Vess leads him to the spoor, right in among the prints. Once more he points to them.
Because Tilsiter appears to be confused, Vess places his hand on the back of the dog’s head and presses his muzzle into one of the tracks.
The Doberman catches a scent at last, sniffs eagerly, whimpers with excitement—then decides that he doesn’t like what he smells. He squirms out from under his master’s hand and backs off, looking sheepish.
“What?” says Vess.
The dog licks his chops. He looks away from Vess, surveys the meadows, the lane, the yard. He glances at Vess again, but then he trots off to the south, returning to patrol.
The trees still dripping. The mists rising. The spent clouds scudding fast toward the southeast.
Mr. Vess decides to kill Chyna Shepherd immediately.
He will haul her into the yard, make her lie facedown on the grass, and put a couple of bullets in the back of her skull. He has to go to work this evening, and before that he has to get some sleep, so he won’t have time to enjoy a slow kill.
Later, when he gets home, he can bury her in the meadow with the four dogs watching, insects singing and feeding on one another in the tall grass, and Ariel forced to kiss each of the corpses before it goes forever into the ground—all this in moonlight if there is any.
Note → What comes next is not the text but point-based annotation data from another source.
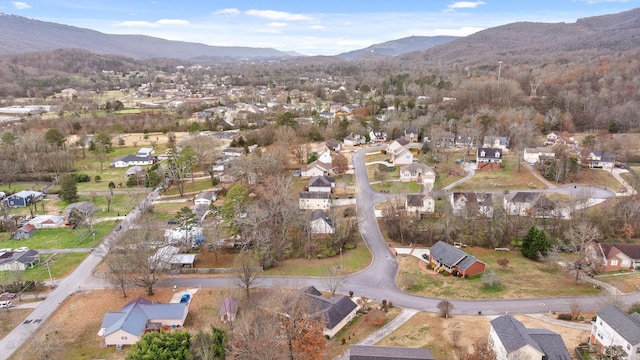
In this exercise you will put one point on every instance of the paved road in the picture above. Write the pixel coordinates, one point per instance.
(67, 286)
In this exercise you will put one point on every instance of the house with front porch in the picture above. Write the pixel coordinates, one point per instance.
(454, 260)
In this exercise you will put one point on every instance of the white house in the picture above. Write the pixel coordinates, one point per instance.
(615, 327)
(314, 200)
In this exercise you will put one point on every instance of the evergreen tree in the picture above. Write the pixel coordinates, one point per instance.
(68, 188)
(535, 243)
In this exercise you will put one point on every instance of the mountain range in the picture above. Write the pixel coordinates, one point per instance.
(516, 42)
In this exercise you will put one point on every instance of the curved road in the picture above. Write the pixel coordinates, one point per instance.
(376, 281)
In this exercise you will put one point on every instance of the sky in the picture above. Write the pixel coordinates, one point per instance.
(325, 27)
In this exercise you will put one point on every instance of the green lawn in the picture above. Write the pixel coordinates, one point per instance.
(523, 278)
(352, 261)
(60, 238)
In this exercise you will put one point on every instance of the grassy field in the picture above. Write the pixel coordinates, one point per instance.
(60, 238)
(352, 261)
(523, 278)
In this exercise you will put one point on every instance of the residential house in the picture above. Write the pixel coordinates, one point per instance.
(354, 140)
(23, 198)
(464, 141)
(126, 327)
(85, 208)
(374, 352)
(420, 173)
(511, 340)
(524, 203)
(316, 168)
(320, 224)
(336, 312)
(205, 198)
(47, 221)
(377, 136)
(469, 204)
(145, 152)
(620, 256)
(333, 145)
(168, 257)
(454, 260)
(24, 232)
(322, 184)
(598, 159)
(132, 160)
(419, 204)
(496, 142)
(539, 154)
(488, 158)
(411, 135)
(18, 260)
(228, 309)
(615, 327)
(314, 200)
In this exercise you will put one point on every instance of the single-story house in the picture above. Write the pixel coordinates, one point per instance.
(322, 184)
(620, 256)
(535, 155)
(354, 140)
(524, 203)
(47, 221)
(145, 152)
(419, 203)
(86, 208)
(316, 168)
(489, 158)
(18, 260)
(22, 198)
(205, 198)
(228, 309)
(314, 200)
(454, 260)
(420, 173)
(336, 312)
(320, 223)
(615, 327)
(374, 352)
(126, 327)
(24, 232)
(496, 142)
(470, 204)
(131, 160)
(510, 339)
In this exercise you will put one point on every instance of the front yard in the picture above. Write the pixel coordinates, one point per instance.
(523, 278)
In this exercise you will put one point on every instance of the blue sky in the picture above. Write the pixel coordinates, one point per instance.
(325, 27)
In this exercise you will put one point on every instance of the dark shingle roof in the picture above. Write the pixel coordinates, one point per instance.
(628, 326)
(371, 352)
(451, 256)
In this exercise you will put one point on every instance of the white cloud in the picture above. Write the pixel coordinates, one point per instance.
(178, 22)
(465, 5)
(147, 24)
(227, 11)
(277, 15)
(20, 5)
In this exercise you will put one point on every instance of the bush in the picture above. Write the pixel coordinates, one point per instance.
(565, 316)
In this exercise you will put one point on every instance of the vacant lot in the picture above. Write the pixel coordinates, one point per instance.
(523, 278)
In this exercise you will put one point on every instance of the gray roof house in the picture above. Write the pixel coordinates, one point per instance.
(372, 352)
(511, 339)
(615, 327)
(126, 327)
(454, 260)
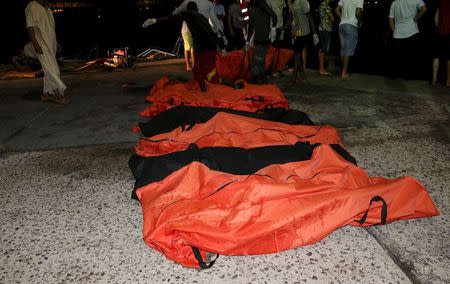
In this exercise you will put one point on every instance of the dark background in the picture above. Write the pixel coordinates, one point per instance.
(85, 32)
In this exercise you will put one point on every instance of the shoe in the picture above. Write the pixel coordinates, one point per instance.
(62, 100)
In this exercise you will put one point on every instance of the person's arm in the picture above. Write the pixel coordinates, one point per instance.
(33, 40)
(392, 18)
(330, 15)
(311, 23)
(422, 12)
(358, 12)
(213, 20)
(153, 21)
(338, 11)
(230, 24)
(392, 24)
(436, 18)
(181, 8)
(221, 15)
(251, 28)
(269, 10)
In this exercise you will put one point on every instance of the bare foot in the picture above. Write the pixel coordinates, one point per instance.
(345, 76)
(434, 82)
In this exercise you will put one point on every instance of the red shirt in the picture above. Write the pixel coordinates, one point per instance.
(444, 17)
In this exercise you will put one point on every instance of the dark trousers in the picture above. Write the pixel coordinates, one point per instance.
(406, 58)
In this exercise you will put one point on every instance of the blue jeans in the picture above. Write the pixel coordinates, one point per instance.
(348, 36)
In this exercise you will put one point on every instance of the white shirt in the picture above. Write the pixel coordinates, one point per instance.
(206, 8)
(348, 12)
(219, 10)
(403, 13)
(41, 19)
(300, 21)
(277, 7)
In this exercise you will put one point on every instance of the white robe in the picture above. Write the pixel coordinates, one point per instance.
(43, 23)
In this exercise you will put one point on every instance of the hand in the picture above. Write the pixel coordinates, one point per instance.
(316, 39)
(273, 34)
(225, 41)
(149, 22)
(38, 48)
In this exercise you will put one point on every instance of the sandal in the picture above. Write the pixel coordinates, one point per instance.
(62, 100)
(48, 98)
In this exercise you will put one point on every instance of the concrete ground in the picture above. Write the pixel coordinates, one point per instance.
(66, 213)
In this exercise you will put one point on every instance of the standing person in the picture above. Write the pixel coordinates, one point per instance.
(205, 42)
(350, 12)
(220, 13)
(403, 18)
(442, 20)
(43, 46)
(205, 8)
(189, 53)
(235, 27)
(277, 7)
(262, 22)
(302, 24)
(325, 28)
Quickly now, finish her and sleep.
As he hurries toward the house, he realizes that the screwdriver is still in his hand, which might be more interesting than using the pistol, yet just as quick.
Up the flagstone steps, onto the front porch, where the finger of the Seattle attorney hangs silent among the seashells in the cool windless air.
He doesn’t bother to wipe his feet, a rare breach of compulsive procedure.
The ratcheting hinge is matched by the sound of his own ragged breathing as he opens the door and steps into the house. When he closes the door, he is startled to hear his thudding heartbeats chasing one another.
He is never afraid, never. With this woman, however, he has been unsettled more than once.
A few steps into the room, he halts, getting a grip on himself. Now that he is inside again, he doesn’t understand why killing her seemed to be such an urgent priority.
Intuition.
But never has his intuition delivered such a clamorous message that has left him this conflicted. The woman is special, and he so badly wants to use her in special ways. Merely pumping two shots into the back of her head or sticking the screwdriver into her a few times would be such a waste of her potential.
He is never afraid. Never.
Even being unsettled like this is a challenge to his dearest image of himself. The poet Sylvia Plath, whose work leaves Mr. Vess uncharacteristically ambivalent, once said that the world was ruled by panic, “panic with a dog-face, devil-face, hag-face, whore-face, panic in capital letters with no face at all—the same Johnny Panic, awake or asleep.” But Johnny Panic does not rule Edgler Vess and never will, because Mr. Vess has no illusions about the nature of existence, no doubts about his purpose, and no moments of his life that ever require reinterpretation when he has the time for quiet reflection.
Sensation.
Intensity.
He cannot live with intensity if he is afraid, because Johnny Panic inhibits spontaneity and experimentation. Therefore, he will not allow this woman of mysteries to spook him.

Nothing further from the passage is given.